Роман покачал головой:
– В Москве отродясь никаких прешпектов не было, токмо в Питере по европейским образцам прешпекты прорубать начали.
– А потом увлеклись и в Москве нарубили. И там, где их и вообразить-то невозможно было, отныне тянутся. Собачьей площадки на Арбате более нет, вместо нее – прешпект, Новым Арбатом именуемый.
– Да что ты говоришь, брат?
– Ты бы сам, Роман, подивился. Прешпект Мира так долго тянется, от Сухаревки, через Крестовскую заставу и аж до Останкино доходит. А в Останкино башню поставили – до небес, много выше Сухаревой. Только видом Останкинская престранная вышла – нанижи на острие шпаги яблоко и поставь ее эфесом в землю – аккурат Останкинская башня и выйдет, только в иной препорции. Для чего она пригодна – не пойму. Слышал про какое-то
Яков помолчал и горько вздохнул.
– А вот Сухареву башню, где я науками занимался и где тщанием своим Навигацкую школу основал, снесли…

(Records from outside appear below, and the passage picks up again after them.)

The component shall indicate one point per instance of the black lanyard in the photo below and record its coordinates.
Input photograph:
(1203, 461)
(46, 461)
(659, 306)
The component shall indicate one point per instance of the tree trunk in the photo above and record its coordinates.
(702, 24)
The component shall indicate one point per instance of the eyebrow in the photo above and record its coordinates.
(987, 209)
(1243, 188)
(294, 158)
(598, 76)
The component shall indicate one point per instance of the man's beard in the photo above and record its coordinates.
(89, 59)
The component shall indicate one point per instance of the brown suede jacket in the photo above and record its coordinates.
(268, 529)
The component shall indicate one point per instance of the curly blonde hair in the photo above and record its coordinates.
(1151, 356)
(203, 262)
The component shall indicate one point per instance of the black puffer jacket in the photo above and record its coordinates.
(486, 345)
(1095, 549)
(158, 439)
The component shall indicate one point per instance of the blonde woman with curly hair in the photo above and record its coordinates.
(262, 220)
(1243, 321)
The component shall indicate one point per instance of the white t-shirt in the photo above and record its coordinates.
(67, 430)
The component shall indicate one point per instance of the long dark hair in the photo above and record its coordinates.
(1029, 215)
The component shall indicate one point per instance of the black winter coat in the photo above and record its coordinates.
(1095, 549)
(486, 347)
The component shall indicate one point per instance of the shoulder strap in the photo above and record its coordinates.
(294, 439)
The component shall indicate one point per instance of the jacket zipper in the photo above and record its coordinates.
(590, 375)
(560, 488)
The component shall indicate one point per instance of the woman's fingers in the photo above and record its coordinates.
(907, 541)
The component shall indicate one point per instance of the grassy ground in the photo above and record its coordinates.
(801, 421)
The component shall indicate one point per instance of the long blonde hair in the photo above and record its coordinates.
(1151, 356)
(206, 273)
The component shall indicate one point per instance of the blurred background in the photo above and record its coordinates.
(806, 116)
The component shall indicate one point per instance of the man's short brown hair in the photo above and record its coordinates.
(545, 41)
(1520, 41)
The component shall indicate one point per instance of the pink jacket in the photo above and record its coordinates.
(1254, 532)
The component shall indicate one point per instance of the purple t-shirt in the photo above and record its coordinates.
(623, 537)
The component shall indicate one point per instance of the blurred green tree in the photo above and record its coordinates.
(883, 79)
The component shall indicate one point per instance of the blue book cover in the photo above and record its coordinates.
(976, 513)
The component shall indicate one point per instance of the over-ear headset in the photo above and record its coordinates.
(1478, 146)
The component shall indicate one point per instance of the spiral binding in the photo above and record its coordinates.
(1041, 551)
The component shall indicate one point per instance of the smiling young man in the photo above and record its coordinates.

– Ты не привираешь ли, братец? Сухареву башню снесли? – поразился Роман. – Красоту-то такую? Да кому ж она помешала?
– А вот помешала, Рома. Снесли, брат, до основанья, а затем… дорогу проезжую на ее месте проложили. Ты, может, братец, и не приметил пока, что люди ныне на самоходных экипажах передвигаются, и столько этих экипажей развелось, что уже ни улиц, ни дорог проезжих для них не хватает. На стены домов колесами залезть норовят. Вот и на Сухаревке башню снесли и чуть не шестнадцать рядов дороги для экипажей проложили.
– Да кто ж по Сухаревке в шестнадцать рядов ездить будет? Что-то ты, Яша, завираешься больно.
– Говорю тебе, Рома, москвичи отныне только на самоходных экипажах и шастают, туда-сюда, туда- сюда… И повозок этих в городе уже больше, чем людей, не протолкнешься. Нет, на Сухаревке пребывать ныне не по душе мне стало. Разве что на Разгуляе, в доме Мусиных-Пушкиных приютишься – родня все-таки. Или по Брюсову переулку побродишь… Тоже место привычное. А на Никитской, за Кисловской слободой, там, где в прежние времена владения князей Дашковых простирались, устроена ассамблея для музицирования. Причем не токмо в зале преогромнейшей музыканты на инструментах различных играют, а еще и маститые мужи юношей музыке и пению обучают, дабы они талант свой мастерством преискусно укрепили. Называется заведение сие консерватория. Так вот, прелестница моя имеет пристрастие сию консерваторию посещать и музыкой слух свой услаждать, наблюдая полную в этом деле регулярность. А после по Брюсову переулку направляется к Тверской, сохраняя на дивном личике своем возвышенное выражение, что музыка ей навеяла. Тут-то я, брат ты мой, взор свой на нее и обратил… Навел справки, и оказалось, что особа сия происходит из старого рода и, что особо меня порадовало, магическим даром наделена и колдовские опыты проводить не боится. Сродство душ притягивает…
Роман, слушавший брата затаив дыхание, все же позволил себе перебить его:
– Старый ты греховодник! Особа сия, как бы ни казалась прелестна, века на три моложе тебя будет. К тому же ты, Яков, давно почил, а она жива-живехонька. Никак она в пару тебе не годится!